Diese Partei ist nämlich gegründet worden von zumeist in Labourregierungsämtern ergrauten Hängern - der "Viererbande" -, die ihrer alten Partei die traditionelle Ablösung der gegenwärtigen Toryregierung nicht zutrauten, obwohl diese Verhältnisse in die Welt setzten und setzen, welche nach demokratischen Gesetzmäßigkeiten geradezu nach einem "Wechsel schreien". Zum Zweck der sofortigen Regierungsübernahme (Man vergleiche die Langzeitphantasien hiesiger Grüner!) hat sie auch die "Allianz" mit den Liberalen gebildet, einer Partei, die seit den 20er Jahren um die 10% der Stimmen für sieh verbucht, ohne - wegen des Mehrheitswahlrechts - mehr als ein Schattendasein im Unterhaus zu führen. An diesem unbedingten Drang an die Hebel der Macht wäre allerdings nichts Besonderes, nicht einmal an der Entschlossenheit ("Frische"), mit der sie ihn verfolgt. Dafür gibts nun mal Parteien in der Demokratie, daß sie den "politischen Willen" = Regierung bilden. Das Neue in der englischen Parteienlandschaft ist vielmehr die Ausschließlichkeit, mit der sie diesen Zweck zum Wahlprogramm macht.

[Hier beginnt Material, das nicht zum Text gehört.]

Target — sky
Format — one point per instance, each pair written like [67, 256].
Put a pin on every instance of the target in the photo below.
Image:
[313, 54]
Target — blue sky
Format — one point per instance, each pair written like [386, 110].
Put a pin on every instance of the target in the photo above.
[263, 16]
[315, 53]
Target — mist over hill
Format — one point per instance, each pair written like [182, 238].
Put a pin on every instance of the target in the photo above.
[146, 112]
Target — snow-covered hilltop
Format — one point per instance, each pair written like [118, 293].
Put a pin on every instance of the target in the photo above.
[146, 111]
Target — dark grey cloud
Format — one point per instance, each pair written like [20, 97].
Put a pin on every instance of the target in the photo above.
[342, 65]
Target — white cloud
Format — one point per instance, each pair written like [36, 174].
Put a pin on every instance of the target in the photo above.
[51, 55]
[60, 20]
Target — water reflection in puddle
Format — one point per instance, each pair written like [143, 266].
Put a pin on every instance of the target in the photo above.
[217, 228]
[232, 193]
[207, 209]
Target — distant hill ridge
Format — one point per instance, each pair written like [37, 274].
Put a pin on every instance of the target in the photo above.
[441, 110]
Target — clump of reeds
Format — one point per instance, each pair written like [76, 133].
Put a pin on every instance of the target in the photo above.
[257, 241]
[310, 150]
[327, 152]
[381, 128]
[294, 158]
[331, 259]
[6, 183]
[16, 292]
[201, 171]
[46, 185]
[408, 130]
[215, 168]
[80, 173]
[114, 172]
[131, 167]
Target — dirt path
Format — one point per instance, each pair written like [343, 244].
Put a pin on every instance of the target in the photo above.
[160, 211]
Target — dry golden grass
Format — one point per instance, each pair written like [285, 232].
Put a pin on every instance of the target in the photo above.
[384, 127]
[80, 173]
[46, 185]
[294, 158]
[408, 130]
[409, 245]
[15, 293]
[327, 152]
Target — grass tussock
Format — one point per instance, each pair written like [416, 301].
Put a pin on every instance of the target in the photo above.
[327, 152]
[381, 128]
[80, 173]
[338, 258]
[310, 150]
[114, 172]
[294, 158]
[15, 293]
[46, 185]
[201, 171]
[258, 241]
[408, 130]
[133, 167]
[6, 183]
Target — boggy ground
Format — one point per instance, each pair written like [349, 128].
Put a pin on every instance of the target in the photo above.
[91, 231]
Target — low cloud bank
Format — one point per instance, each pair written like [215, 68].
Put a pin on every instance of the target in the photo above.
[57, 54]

Einen Wahlknüller hat die SDP nicht. Der Knüller ist ganz einfach sie selbst. Sie, weil sie mit beiden Traditionsparteien nicht identisch ist. Mit dem Fingerzeig auf deren angebliche Regierungsunfähigkeit ist die Wahlwerbung auch schon erledigt: Die Regierung bekommt "Englands Tragödie": 3 Mill. Arbeitslose vorgerechnet, wohlweislich ohne die Spur einer Andeutung, man selbst wolle den Engländern wieder einträgliche Jobs verschaffen; und bei labour genügt der Verweis auf die parteiinterne Diskussion (mit der diese jahrzehntelang Wahlen gewonnen und Regierungen gebildet hat), um diese als entschlossene Regierungsalternative zu diskreditieren. Die SDP präsentiert sich als "dritte", noch "unverbrauchte Kraft", die unbedingt "erste" werden muß, wenn "Englands Untergang" Einhalt geboten werden soll - ein "Argument", das offensichtlich deshalb zieht, weil viele Engländer sich auch von den bisherigen Regierungen nichts anderes erwartet haben; und gemessen am Empire sieht nun mal die diesbezügliche Nachkriegsbilanz nicht blendend aus. (Wenn schon der Außenminister einer ehemaligen Kolonie: englisches Territorium ungestraft als "Pickel am Hintern des Fortschritts" bezeichnen darf!). Es ist zunächst nichts anderes als der Radikalismus des Es-muß-alles-anders-werden, der das Programm dieser Partei ausmacht und keines Inhalts bedarf, weil auch englische Wähler von ihrer Stimmabgabe gerechterweise nichts anderes als die Installation einer kraftvollen Regierung erwarten und der "Allianz" in einer Nachwahl nach der andern zu rauschenden Erfolgen verhelfen.
Aus diesen Erfolgen schmiedet die Partei ihr zweites zentrales "Argument": Ihre Erfolge sind schließlich der Beweis, daß Jenkins und Co in der Lage sind, England hinter sich zu bringen, und deshalb zur Wachablösung berufen sind. Zwischen den Nachwahlen werden regelmäßig Meinungsumfragen inszeniert und Mitgliederzahlen veröffentlicht, um zu zeigen, daß man es bringt:
"W. Rodgers sagt, daß es nun mehr als 78000 Mitglieder gibt, alles Beitragszahler und wöchentlich kommen einige Hundert hinzu, was zeigt, daß der Schwung der Partei erhalten bleibt."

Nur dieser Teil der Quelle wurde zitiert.